Following the bank holiday weekend, the market awaits updates from oil services group Petrofac, insurer Admiral and advertising giant WPP. Philip Scott round ups what the brokers are saying.

On Tuesday, Petrofac delivers its second quarter results. The oil equipment, services and distribution sector has experienced relative weakness so far this year as contract awards have not been as great as expected. Over the past 12 months, Petrofac’s shares are down 15 per cent and by 6 per cent over the past six months. Investors will be interested in hearing about new orders received and the size of the order backlog. The broker consensus on share data website Digital Look has the stock listed as a ‘buy’ as does Sheridan Admans, investment research manager at stockbroker, The Share Centre, who notes: “Updates on the restart of operation in Algeria will also be of interest.”

Security group G4S reports its half year results on Wednesday. In the wake of both the Olympics fiasco and announced investigation by the UK government into alleged overcharging, speculation that the group may seek to raise additional cash persists.

Its shares have dropped by 14 per cent in the past year but have jumped by 9 per cent in the past month on the back of some favourable broker reports. Following a series of bolt-on acquisitions over recent years, a new chief executive potentially offers the opportunity to start afresh and strengthen the balance sheet. Alternatively, business disposals and cost cutting measures could also be used to place the company on a firmer footing. Digital Look has the broker consensus pointing towards a ‘buy’.

As for the actual results, Keith Bowman, equity analyst at Hargreaves Lansdown Stockbrokers says that both revenues and earnings are expected to retreat, impacted by a combination of European austerity, pricing pressures for its UK and Irish cash solutions business, along with start-up costs associated with new contracts. He adds: “Prior to the results, analyst opinion currently points towards a ‘hold’, albeit a strong one.”

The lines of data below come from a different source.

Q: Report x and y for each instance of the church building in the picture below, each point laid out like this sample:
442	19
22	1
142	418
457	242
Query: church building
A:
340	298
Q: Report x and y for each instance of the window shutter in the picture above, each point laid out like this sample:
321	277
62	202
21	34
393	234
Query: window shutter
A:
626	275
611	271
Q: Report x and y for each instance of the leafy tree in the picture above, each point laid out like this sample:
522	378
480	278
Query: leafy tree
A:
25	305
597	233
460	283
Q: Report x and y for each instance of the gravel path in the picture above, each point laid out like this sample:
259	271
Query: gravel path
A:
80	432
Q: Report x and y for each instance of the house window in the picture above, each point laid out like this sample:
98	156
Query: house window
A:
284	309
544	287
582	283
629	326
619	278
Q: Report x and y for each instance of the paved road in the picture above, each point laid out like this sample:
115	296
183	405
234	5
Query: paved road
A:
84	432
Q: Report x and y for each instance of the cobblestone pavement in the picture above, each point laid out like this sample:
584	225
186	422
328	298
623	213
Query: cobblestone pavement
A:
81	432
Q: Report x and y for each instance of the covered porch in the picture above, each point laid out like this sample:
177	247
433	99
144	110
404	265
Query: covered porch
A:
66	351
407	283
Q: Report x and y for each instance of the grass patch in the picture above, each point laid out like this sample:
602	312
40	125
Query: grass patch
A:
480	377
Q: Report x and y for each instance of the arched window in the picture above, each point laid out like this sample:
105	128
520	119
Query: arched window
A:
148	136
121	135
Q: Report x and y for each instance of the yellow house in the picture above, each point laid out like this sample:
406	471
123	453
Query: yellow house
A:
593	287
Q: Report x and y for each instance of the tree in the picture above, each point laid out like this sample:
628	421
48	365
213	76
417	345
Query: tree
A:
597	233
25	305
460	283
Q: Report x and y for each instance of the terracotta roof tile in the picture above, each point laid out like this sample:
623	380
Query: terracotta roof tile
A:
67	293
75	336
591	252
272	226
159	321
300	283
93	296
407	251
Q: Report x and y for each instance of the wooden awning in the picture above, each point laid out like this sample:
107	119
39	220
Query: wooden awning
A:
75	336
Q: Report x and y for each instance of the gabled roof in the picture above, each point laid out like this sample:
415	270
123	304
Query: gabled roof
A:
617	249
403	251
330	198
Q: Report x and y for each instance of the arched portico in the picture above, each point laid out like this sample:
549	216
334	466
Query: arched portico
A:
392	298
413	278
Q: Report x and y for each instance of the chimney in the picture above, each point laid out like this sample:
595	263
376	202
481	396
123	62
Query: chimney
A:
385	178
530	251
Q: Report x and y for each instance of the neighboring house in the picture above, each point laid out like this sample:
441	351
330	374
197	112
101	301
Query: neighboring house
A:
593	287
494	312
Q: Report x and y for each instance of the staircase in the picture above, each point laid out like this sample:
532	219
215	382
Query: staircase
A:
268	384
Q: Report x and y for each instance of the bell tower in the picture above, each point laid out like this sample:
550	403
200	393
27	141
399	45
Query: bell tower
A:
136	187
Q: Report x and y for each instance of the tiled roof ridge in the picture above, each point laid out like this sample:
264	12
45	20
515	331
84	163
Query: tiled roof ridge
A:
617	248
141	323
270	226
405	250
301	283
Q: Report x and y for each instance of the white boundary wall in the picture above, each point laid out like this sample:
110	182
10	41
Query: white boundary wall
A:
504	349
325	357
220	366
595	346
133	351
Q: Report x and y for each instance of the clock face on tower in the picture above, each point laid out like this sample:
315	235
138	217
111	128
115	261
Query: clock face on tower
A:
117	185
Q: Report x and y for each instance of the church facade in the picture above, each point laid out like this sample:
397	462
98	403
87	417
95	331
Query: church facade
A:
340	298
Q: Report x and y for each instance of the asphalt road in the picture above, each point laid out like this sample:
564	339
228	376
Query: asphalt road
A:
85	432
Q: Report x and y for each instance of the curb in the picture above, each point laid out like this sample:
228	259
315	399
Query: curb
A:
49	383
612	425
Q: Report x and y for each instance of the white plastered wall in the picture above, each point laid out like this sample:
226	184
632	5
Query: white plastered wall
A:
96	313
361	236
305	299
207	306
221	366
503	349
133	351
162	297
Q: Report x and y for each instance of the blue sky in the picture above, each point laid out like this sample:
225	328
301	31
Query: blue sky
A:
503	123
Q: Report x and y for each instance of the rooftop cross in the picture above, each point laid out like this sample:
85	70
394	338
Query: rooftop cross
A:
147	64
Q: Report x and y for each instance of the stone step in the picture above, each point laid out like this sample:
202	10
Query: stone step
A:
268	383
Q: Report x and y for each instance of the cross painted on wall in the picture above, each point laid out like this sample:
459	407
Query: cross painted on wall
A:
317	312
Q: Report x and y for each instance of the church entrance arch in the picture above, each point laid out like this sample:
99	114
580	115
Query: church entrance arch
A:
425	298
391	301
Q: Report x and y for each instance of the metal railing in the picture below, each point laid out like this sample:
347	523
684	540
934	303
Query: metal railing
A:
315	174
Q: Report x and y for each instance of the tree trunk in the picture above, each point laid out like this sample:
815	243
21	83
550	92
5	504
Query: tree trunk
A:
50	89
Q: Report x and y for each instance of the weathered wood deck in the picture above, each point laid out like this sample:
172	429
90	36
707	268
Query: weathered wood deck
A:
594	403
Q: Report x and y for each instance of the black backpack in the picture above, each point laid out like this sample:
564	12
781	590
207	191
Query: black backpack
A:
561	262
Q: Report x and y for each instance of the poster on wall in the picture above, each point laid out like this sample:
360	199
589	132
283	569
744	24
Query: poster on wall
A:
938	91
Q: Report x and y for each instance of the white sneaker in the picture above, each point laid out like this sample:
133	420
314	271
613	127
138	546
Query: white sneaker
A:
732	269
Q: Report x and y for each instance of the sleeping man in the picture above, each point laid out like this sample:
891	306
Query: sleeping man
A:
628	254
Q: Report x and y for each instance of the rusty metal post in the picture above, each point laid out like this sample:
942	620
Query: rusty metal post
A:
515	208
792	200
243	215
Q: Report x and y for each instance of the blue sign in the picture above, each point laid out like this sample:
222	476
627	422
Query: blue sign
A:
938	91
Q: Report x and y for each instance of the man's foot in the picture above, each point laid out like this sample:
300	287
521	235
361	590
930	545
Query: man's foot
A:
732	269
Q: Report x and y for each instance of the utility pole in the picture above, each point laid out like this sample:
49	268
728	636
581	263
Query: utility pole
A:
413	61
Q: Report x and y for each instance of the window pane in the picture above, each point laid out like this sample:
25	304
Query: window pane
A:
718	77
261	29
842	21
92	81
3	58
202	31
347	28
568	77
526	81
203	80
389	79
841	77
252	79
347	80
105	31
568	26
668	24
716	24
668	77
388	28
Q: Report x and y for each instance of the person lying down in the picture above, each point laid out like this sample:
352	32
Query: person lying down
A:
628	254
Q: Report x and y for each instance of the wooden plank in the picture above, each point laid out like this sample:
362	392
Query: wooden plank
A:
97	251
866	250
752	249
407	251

Thursday sees Admiral Group’s second quarter results arrive. The broker sentiment towards the stock is ‘neutral’ on Digital Look while Admans lists the stock, which has risen by 9 per cent over the past year as a ‘sell’. He says: “Investors will be looking to see if there has been any significant increase in claims and any improvement to its loss ratio. How its international operations are progressing will also be of interest.”

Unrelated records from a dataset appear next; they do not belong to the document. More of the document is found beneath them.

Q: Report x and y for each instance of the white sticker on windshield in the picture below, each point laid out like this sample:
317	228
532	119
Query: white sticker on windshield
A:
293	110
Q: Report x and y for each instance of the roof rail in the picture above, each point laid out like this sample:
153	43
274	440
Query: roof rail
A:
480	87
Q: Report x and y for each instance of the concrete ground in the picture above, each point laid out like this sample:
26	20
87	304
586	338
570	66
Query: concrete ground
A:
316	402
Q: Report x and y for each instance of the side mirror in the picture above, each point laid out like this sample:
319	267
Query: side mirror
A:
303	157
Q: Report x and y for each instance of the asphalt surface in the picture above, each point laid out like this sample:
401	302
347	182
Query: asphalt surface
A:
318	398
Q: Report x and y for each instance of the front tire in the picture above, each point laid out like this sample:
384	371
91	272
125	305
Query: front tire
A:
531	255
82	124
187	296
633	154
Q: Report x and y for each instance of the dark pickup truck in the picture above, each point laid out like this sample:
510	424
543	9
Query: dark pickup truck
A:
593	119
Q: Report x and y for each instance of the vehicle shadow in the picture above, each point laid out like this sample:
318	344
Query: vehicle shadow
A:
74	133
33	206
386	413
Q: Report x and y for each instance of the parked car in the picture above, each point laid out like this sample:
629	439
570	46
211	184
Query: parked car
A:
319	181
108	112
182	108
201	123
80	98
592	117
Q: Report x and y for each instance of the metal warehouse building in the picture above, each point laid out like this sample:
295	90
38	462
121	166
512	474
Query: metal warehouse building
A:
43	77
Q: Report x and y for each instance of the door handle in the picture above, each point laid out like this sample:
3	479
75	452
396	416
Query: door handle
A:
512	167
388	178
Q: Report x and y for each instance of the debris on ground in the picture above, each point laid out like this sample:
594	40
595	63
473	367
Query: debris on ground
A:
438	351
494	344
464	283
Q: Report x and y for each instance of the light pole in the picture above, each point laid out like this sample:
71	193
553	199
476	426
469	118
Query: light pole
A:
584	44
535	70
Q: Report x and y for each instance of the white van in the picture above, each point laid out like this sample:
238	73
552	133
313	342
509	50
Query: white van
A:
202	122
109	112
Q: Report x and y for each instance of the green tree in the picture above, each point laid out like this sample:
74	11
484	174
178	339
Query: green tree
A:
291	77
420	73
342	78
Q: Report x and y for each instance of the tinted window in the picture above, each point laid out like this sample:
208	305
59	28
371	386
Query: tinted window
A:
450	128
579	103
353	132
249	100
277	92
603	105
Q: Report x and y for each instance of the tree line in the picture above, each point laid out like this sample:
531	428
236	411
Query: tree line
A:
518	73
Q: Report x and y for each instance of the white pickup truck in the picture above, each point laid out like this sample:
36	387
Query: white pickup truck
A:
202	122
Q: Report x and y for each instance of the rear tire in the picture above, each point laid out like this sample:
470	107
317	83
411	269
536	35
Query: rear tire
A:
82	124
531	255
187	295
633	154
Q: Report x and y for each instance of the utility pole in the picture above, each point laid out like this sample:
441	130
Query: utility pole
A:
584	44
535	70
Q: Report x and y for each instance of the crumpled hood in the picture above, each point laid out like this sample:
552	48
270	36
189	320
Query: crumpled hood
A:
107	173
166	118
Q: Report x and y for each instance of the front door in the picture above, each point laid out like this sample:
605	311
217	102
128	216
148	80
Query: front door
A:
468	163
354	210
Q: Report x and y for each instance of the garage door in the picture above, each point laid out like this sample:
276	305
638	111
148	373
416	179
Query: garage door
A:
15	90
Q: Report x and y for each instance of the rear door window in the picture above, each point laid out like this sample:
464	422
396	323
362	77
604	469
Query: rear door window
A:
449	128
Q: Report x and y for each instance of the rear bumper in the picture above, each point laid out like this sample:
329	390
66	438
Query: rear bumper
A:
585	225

Advertising group WPP reports its half year results on Thursday. The past 12 months have seen its shares rise by 43 per cent and by 18 per cent in the last six months. Digital Look has the stock as a ‘buy’. Bowman believes that having highlighted increased momentum in like-for-like revenues at its four month AGM trading statement, the update is likely to see on-going progress reported. He says: “Growth across all of its geographies is likely to have continued, with strength in Asia Pacific, Latin America, Africa and the Middle East and Central and Eastern Europe helping to offset weaker growth in the more mature markets of the US and Western Continental Europe.

“The recently announced merger of rivals Omnicom and Publicis is likely to prove a talking point for both management and analysts alike. Conflicted clients provide an opportunity for WPP, although this is potentially offset by increased competitive strength from its new bigger rival. Prior to the results, and ahead of next year which brings major advertising events such as the football World Cup and the Winter Olympics, analyst opinion currently points towards a ‘strong buy’.

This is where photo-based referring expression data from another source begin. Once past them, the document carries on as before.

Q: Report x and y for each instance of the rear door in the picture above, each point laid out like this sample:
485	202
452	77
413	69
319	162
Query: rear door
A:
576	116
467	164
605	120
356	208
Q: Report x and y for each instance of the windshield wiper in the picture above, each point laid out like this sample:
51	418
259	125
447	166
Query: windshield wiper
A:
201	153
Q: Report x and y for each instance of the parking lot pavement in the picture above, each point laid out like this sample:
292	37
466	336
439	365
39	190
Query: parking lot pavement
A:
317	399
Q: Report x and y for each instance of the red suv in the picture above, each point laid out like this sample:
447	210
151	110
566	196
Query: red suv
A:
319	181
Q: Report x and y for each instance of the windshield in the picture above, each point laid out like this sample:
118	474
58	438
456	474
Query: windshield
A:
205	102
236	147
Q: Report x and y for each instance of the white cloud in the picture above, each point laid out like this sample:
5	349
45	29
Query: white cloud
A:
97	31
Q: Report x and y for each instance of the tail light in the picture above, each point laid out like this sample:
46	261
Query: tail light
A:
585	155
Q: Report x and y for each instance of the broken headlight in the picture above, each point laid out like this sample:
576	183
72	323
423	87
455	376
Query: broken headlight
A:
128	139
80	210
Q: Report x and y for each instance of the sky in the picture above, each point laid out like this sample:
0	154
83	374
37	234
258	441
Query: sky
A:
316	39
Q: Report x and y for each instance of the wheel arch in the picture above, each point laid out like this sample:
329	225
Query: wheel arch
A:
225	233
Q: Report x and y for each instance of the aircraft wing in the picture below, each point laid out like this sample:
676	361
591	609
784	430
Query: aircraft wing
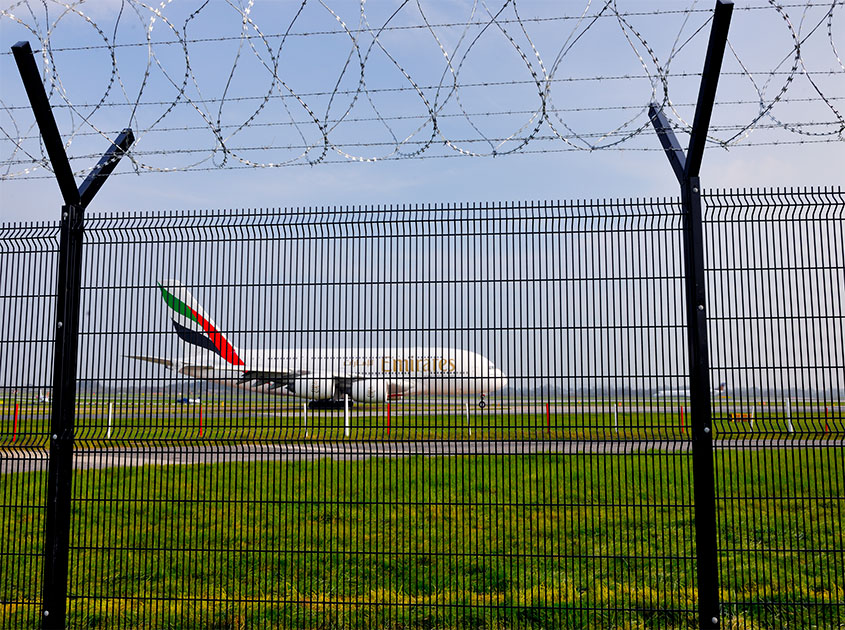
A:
275	379
165	362
395	389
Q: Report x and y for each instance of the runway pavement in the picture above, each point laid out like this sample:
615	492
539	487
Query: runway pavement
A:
18	460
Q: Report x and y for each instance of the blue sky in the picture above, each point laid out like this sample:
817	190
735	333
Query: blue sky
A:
404	64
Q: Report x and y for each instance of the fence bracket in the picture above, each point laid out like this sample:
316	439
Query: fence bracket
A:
68	294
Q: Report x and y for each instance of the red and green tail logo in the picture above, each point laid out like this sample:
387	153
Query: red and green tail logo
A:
192	324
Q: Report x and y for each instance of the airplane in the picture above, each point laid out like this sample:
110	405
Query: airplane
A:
683	394
324	376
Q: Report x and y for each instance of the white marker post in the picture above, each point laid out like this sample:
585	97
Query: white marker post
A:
346	415
789	426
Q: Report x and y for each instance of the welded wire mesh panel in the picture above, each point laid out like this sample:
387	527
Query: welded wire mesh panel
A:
440	417
777	319
28	260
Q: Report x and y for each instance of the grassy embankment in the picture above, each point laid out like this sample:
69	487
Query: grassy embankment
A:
541	541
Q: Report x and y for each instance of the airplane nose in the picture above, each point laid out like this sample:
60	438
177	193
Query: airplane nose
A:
501	381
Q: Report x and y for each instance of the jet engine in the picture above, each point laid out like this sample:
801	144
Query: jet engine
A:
312	388
368	391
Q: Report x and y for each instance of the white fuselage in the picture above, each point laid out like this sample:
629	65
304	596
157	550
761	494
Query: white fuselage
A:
372	373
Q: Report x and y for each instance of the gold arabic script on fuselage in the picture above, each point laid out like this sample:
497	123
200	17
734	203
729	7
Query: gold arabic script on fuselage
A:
427	365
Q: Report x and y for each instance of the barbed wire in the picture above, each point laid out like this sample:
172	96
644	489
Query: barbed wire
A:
407	80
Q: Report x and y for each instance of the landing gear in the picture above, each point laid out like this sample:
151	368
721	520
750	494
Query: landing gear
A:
328	404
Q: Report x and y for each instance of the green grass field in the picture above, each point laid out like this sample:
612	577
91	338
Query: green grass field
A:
529	541
140	418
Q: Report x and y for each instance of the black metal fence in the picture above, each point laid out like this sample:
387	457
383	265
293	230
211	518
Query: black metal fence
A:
431	417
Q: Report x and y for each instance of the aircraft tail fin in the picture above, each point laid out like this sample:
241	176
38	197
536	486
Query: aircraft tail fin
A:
192	324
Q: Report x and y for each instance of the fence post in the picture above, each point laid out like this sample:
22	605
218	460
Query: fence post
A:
68	291
59	476
687	168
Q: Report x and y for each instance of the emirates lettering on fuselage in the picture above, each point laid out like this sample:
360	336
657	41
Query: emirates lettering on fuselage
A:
411	364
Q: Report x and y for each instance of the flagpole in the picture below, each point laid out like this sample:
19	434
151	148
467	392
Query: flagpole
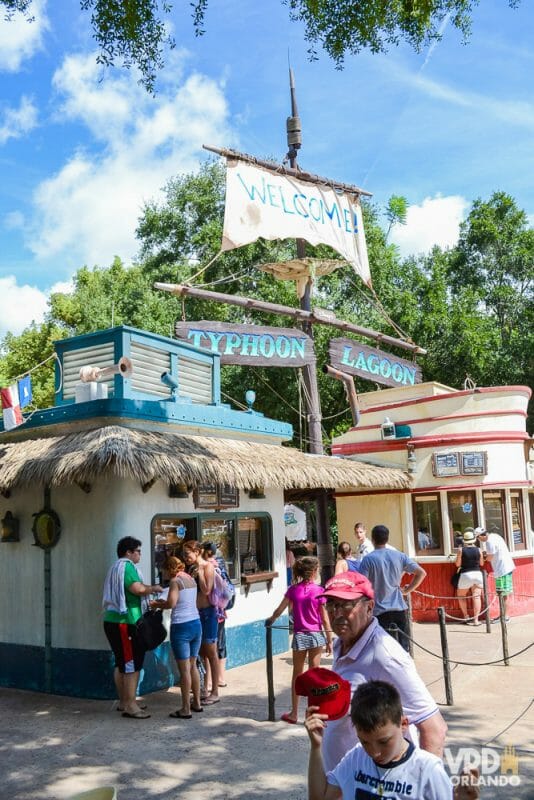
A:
313	404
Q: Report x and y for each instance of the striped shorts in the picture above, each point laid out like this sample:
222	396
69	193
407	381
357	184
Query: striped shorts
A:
504	585
309	640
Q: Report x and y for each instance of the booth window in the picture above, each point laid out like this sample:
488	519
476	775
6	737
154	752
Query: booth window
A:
462	514
245	541
494	513
428	531
518	521
168	535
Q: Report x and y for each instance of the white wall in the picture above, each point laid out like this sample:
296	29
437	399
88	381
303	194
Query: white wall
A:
91	525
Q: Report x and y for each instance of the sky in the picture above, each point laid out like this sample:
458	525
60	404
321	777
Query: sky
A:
82	149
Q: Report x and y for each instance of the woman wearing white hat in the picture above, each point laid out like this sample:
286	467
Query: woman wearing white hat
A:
469	560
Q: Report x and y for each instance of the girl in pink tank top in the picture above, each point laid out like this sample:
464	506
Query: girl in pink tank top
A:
311	629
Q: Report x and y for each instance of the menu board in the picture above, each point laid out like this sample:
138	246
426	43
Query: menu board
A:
474	463
213	496
445	464
206	496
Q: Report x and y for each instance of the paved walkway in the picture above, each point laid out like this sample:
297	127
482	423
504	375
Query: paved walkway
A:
52	747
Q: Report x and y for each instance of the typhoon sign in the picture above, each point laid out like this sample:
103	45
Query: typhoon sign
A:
251	345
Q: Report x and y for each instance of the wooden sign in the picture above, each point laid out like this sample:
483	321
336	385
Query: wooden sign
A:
445	465
474	463
374	365
212	496
250	345
206	496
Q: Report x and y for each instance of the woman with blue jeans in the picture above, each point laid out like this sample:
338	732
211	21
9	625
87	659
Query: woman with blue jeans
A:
204	574
186	633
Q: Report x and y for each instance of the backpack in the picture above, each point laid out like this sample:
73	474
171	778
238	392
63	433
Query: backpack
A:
220	594
226	578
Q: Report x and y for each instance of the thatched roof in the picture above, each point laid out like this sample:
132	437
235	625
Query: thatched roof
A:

FTSE Small-Cap listed stock Chesnara has brokers labelling it a ‘strong buy’ according to Digital Look. The life insurance firm, has enjoyed a 49 per cent share price rise in the past 12 months. With its second quarter results arriving on Thursday, Admans, who labels it a ‘buy’ says: “Investors will be looking for evidence that the dividend is still sustainable given its current yield of circa 6.7 per cent, provided by healthy cash generation. Any update on acquisitions will also be of interest. Investors will want to see evidence that this niche operator is maintaining its solvency ratios above target.”